I'd say of the ones I've known in my short time in the military, the majority of GREAT officers, not good, were either uninterested in doing 20 or fed up with the games and ready to leave.


----------



## Mac_NZ (Jan 6, 2011)

Etype said:


> I'd say of the ones I've known in my short time in the military, the majority of GREAT officers, not good, were either uninterested in doing 20 or fed up with the games and ready to leave.



I'm with E Type.  Also I have seen great Capts and Majs leave to do their staff postings with higher and come back completely indoctrinated into the BS.
I think once an O reaches a certain point they get sucked into the empire building vortex of a higher officers ego.  The good ones that don't conform and refuse to play the BS games fall by the wayside.  Their are infrequently some good ones up the top but their underlings become the ones that cause the problems.  You know the type, those clinging to the shirt tails of a better man hoping for advancement.

Being an O should be about leading men and enabling them to do their job.  Sadly I see them forced to play politics IOT survive more often than I do either of those.

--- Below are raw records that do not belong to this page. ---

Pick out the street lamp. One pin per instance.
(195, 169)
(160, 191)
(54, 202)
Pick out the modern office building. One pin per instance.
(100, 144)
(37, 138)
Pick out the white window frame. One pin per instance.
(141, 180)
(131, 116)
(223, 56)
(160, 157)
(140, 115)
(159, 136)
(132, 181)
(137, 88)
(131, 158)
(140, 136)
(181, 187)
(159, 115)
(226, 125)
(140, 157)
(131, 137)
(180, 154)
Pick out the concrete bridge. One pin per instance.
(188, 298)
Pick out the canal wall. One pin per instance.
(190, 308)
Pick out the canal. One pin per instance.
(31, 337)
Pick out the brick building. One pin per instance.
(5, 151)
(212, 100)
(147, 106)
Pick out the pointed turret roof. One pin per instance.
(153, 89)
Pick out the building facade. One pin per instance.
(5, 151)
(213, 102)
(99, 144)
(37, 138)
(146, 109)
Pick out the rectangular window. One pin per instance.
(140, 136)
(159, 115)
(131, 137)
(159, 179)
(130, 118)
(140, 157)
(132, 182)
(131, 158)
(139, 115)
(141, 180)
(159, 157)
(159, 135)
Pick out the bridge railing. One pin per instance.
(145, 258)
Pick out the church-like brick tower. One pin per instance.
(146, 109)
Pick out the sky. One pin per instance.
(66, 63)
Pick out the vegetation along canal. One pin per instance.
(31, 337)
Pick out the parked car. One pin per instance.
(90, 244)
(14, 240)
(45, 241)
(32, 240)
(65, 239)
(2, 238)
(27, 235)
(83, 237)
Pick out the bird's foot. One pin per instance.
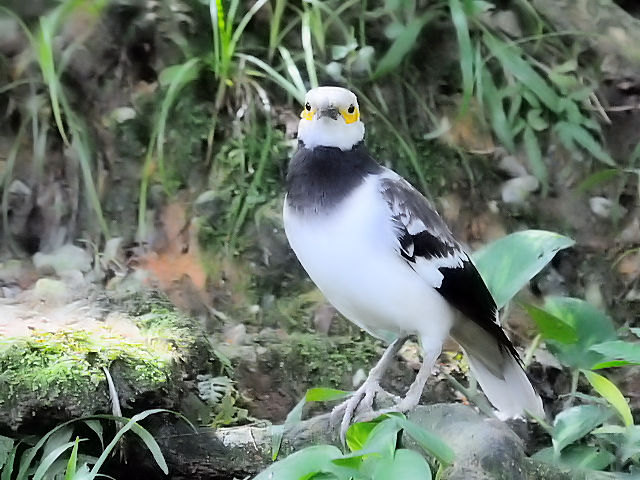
(360, 404)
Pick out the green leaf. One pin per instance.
(619, 350)
(307, 461)
(612, 394)
(427, 440)
(358, 433)
(131, 424)
(459, 19)
(534, 158)
(578, 457)
(405, 464)
(96, 426)
(591, 326)
(510, 57)
(7, 468)
(507, 264)
(152, 445)
(48, 460)
(402, 44)
(6, 446)
(597, 178)
(570, 133)
(325, 394)
(552, 327)
(497, 116)
(72, 464)
(576, 422)
(535, 120)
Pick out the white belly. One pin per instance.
(351, 255)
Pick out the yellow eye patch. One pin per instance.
(307, 113)
(350, 117)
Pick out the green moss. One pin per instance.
(65, 370)
(328, 361)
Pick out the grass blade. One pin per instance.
(47, 461)
(511, 60)
(72, 464)
(459, 19)
(272, 74)
(308, 48)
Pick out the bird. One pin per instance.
(384, 258)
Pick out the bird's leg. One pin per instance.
(412, 398)
(363, 398)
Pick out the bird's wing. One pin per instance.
(427, 245)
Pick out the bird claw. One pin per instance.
(358, 406)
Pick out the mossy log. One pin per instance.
(486, 449)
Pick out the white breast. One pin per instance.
(351, 254)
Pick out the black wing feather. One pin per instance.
(462, 286)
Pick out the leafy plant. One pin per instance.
(373, 452)
(524, 97)
(55, 454)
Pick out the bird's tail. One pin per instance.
(499, 373)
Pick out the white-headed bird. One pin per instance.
(381, 254)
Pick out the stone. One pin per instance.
(485, 449)
(68, 257)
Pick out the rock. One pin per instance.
(512, 167)
(485, 449)
(51, 292)
(67, 257)
(601, 206)
(518, 189)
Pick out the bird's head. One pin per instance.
(330, 118)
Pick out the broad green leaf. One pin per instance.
(577, 456)
(358, 433)
(570, 133)
(619, 350)
(510, 58)
(325, 394)
(405, 464)
(402, 44)
(307, 461)
(612, 394)
(507, 264)
(534, 158)
(459, 19)
(591, 326)
(552, 327)
(576, 422)
(427, 440)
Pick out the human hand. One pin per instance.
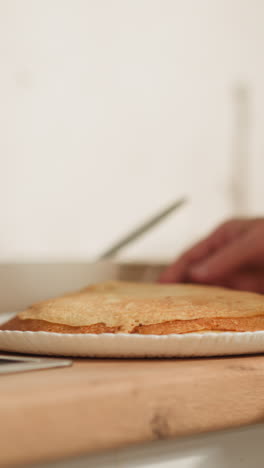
(231, 256)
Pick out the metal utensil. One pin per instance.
(142, 229)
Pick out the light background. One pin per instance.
(109, 109)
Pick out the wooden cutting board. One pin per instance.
(101, 404)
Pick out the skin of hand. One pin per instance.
(231, 256)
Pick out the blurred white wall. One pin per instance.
(109, 109)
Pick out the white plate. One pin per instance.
(123, 345)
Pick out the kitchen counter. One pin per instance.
(102, 404)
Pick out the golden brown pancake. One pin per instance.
(156, 309)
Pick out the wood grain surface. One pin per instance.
(101, 404)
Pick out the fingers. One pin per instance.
(226, 260)
(252, 281)
(179, 271)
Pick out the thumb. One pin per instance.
(225, 260)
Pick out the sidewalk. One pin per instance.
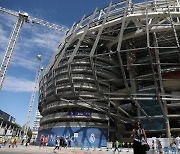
(49, 150)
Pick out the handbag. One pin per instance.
(147, 147)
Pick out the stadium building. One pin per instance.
(117, 65)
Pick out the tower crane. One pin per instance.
(26, 127)
(22, 17)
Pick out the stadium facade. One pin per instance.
(117, 65)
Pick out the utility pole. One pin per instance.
(33, 95)
(22, 17)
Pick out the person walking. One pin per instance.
(177, 142)
(140, 140)
(153, 147)
(41, 141)
(57, 145)
(116, 146)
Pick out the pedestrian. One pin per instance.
(140, 140)
(11, 143)
(57, 144)
(177, 142)
(27, 141)
(41, 141)
(15, 142)
(22, 142)
(69, 142)
(116, 145)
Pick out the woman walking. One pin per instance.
(140, 140)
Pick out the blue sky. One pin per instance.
(34, 39)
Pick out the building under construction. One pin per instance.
(117, 65)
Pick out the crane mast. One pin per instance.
(23, 17)
(33, 96)
(10, 47)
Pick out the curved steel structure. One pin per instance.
(117, 65)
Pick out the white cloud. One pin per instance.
(14, 84)
(32, 39)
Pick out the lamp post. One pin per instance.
(33, 96)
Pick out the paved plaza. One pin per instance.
(49, 150)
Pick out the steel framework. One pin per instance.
(121, 63)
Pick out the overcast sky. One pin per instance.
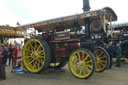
(29, 11)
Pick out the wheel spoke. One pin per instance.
(34, 65)
(86, 58)
(81, 70)
(30, 62)
(38, 47)
(89, 66)
(100, 54)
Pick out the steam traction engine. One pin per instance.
(73, 39)
(120, 34)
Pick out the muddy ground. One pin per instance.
(114, 76)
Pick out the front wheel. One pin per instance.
(82, 63)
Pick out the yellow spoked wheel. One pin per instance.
(82, 63)
(36, 55)
(102, 59)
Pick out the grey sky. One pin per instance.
(28, 11)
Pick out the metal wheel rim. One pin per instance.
(81, 70)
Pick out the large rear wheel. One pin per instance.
(82, 63)
(36, 55)
(102, 59)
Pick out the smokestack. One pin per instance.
(86, 5)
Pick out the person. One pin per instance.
(15, 55)
(118, 54)
(107, 48)
(3, 56)
(10, 51)
(111, 53)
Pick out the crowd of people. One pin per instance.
(9, 53)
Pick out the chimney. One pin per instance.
(86, 5)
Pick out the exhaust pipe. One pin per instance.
(86, 5)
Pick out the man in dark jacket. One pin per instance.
(3, 56)
(118, 54)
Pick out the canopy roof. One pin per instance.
(121, 26)
(67, 22)
(9, 32)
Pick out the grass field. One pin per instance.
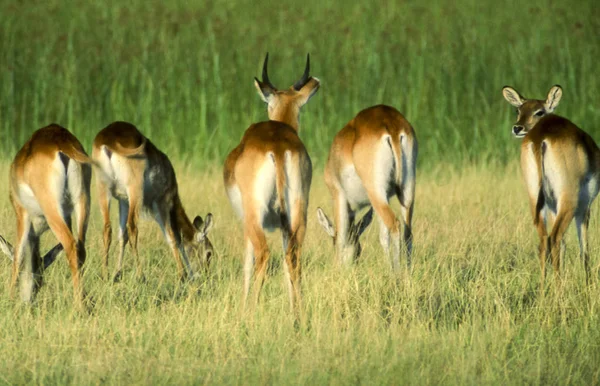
(183, 71)
(470, 311)
(468, 314)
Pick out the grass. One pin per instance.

I have a dream that 10 years from now every Brig Gen and above will have led troops at Pl/Coy and BN level and thus be able to remember the reality of the job and not some vague recollection of the distant past.


----------



## Diamondback 2/2 (Jan 6, 2011)

I won’t post my opinion on this (I will piss off a few people); I will only say that I have seen the best “soldiers” walk away from the Army over the last 10 years for the same stupid reasons. Leadership


----------



## AWP (Jan 6, 2011)

Are "the best" leaving? Some are and some aren't. Are a large number of exceptional officers leaving? Without a doubt. Don't take risks, conform, cut and paste your way to a promotion, micromanage, your NCOs and soldiers are expendable.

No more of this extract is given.